26. BÖLÜM

3.9K 150 26
                                    

"Hayal dünyasında yaşıyor olmamız neyi değiştirirdi?"

Belki birçok şeyi, belki hiçbir şey. İnsanın nefes almaktan ibaret olmadığını küçük yaşta öğrenmiştik. Annemiz başımızı okşadığında şefkat duygusuyla tanıştık. İlk düştüğümüzde acıyla, ilk karanlığımızda korkuyla yüzleştik. Yanaklarımızdan dökülen ilk gözyaşı bize birçok şey öğretti. Düştük ve kalktığımızda hiçbir şey eskisi gibi değildi. Etrafımızı kara bulutlar kaplarken sisleri dağıtmaya çalışan cılız hayaletlerdik. İlerleyelim derken her şeyi elimize yüzümüze bulaştırdık. Hayallerimiz bile silikleşmişti artık. Yaşamak için yaşıyor gibiydik, yaşayan ölülerdik. Bu suskunluğumuz kimeydi, niyeydi?

"Daldın yine?"

Başımı kaldırıp Çağlar'a baktım. Gözlerinin altındaki mor halkalar kendini belli ediyordu. Elinde bir bira, tek kaşını kaldırmış bir şekilde konuşmamı bekliyor gibiydi. Lakin ne konuşmaya mecalim vardı ne de gücüm. Herhangi bir şey içmemiştim, kötü olan da buydu. İçmeden sarhoş olmak. Dünyanın en boktan şeyi diye düşündüm kendi kendime. Bu düşüncelerime kendi kendime gülerken kafamı iki yana salladım. "Bazen düşünüyorum da-" Sahi ben ne düşünüyordum. Nerden nereye geldiğimizi mi ? Nereye doğru gittiğimizi mi?

"Beni korkutuyorsun Beril."

Çağlar son şişeyi de kafasına diktikten sonra hızla koltuktan kalktı. Gece 3 sularıydı ve biz hala uyumamıştık. Bir kaç ay sonra sınavımız vardı. Ona çalışmaya çalışıyorduk(!). Ne yapacağım hakkında hiçbir fikrim yoktu. Bazı şeyleri aklımdan çıkaramıyordum. Hayatımın akışını kontrol etmek çok zor geliyordu.

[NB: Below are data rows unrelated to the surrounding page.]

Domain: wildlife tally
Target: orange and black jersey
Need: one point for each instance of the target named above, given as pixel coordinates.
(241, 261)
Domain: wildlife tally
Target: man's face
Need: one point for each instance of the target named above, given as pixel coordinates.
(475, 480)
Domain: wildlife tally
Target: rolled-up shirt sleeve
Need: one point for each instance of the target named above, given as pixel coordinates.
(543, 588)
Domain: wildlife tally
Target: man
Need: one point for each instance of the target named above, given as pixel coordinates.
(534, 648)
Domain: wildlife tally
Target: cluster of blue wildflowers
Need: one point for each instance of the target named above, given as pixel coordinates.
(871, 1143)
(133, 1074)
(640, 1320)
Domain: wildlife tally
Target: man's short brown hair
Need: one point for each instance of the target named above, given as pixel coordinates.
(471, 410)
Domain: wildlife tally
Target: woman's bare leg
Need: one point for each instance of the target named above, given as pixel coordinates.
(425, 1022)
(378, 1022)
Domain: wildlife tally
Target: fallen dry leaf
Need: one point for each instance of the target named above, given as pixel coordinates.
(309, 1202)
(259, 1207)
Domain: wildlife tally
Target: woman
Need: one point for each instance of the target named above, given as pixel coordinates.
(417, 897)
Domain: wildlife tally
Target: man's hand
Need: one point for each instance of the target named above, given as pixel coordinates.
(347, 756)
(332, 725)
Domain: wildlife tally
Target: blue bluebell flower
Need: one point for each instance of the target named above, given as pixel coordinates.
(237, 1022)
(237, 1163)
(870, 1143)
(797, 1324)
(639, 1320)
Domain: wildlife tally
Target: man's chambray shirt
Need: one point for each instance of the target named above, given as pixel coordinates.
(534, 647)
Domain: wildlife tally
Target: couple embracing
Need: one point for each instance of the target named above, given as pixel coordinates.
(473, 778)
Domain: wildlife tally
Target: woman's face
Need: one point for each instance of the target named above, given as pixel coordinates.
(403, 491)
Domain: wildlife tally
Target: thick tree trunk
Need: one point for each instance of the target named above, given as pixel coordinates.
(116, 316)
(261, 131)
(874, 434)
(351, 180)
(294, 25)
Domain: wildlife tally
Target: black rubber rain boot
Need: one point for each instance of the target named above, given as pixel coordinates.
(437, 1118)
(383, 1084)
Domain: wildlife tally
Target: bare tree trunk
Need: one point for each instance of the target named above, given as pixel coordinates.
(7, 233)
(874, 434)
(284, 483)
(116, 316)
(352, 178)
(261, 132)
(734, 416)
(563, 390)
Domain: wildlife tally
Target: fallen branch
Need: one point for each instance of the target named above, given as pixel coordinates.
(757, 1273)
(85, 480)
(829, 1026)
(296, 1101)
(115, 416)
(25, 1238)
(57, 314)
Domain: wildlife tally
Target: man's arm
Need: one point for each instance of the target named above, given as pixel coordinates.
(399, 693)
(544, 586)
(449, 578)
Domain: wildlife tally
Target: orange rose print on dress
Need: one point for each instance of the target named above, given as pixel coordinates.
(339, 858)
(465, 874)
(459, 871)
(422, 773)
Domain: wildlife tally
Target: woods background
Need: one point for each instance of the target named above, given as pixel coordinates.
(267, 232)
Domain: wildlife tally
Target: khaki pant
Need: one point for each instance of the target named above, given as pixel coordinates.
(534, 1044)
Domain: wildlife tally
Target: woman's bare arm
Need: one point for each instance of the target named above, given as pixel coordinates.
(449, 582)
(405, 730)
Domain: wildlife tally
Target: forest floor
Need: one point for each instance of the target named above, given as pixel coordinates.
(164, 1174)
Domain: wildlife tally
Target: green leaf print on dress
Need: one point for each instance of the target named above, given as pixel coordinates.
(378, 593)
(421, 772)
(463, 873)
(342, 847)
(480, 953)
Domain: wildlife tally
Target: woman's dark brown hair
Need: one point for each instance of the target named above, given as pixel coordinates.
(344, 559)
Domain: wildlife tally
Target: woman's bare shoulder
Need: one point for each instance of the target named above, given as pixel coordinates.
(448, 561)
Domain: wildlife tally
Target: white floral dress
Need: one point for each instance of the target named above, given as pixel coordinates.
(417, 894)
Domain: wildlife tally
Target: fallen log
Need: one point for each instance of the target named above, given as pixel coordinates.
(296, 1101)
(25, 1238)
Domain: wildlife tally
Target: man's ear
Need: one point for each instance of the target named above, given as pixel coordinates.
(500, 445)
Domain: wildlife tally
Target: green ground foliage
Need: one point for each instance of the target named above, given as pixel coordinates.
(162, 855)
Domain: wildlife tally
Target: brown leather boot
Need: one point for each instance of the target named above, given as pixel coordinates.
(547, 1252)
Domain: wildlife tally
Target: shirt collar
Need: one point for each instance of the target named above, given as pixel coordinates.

"Yatacak mısın?" Çağlar sorduğum soruyla bana döndü ve cansız bir şekilde güldü. Hafiften sarhoş olmaya başlamış gibiydi fakat hiçbir zaman iradesini kaybettiğini görmemiştim. "Seninle sabaha kadar burada oturur içerim. Ama yarın önemli işlerim var. Sende yatı-"

"Önemli iş?" Cümlesini yarıda kesmeme şaşırmış gibi görünüyordu. Sonra sorumu idrak edip hafifçe güldü. "Ecem."

Ecem bana her ne kadar başka kişileri hatırlatsa da bende gülümsedim. Çağlar Ecem'i seviyordu fakat son zamanlarda onunla fazla ilgilenememişti. Uzun süredir beraberdiler ve bu beni mutlu ediyordu. En azından birimiz mutluydu klişesinde bulunuyordum kimi zamanlar. Onlar çok büyük şeyler atlatmışlardı, bir çok şeyin üstesinden gelmişlerdi korkmadan. Birbirlerine sıkı sıkı tutunarak, birdaha ayrılmayacaklarmış gibi..

"Sen iyice gittin, benden gizli bir şeyler içmediğine emin misin?" Çağların sesiyle tekrar kendime geldim ve başımı salladım. Bu aralar çok dalgındım.

"Anlaşıldı, siz prenses hazretlerini yatırmak bize düştü. Buyrun önden alalım."

Gözlerimi devirip ayağa kalktım ve odama doğru ilerlemeye başladım. "Yolu biliyorum teşekkürler." Arkamı dönmeyip odamın kapısını kapattım ve kendimi direk yatağa attım. Havalar ısınmaya başlamıştı ve ben hala yorganla yatıyordum. Başımın yanında duran kitabı aldım ve sayfalarını çevirmeye başladım. Nerde kaldığımı bulmaya çalışırken telefonuma mesaj geldiğini duydum. Elime almayıp ekrandan baktım ve mesaj Eren' den gelmişti.

"Nasılsın?"

Bir kelime hem bu kadar rahatlatıp hemde bu kadar endişe verebilirdi.

"Ben iyiyim."

Mesajı gönderdikten sonra telefonu kapatmayı düşünüyordum fakat tekrar mesaj gelince gözüm takıldı.

"Yarın Ayça'yla birlikte dışarı çıkmayı düşünüyoruz."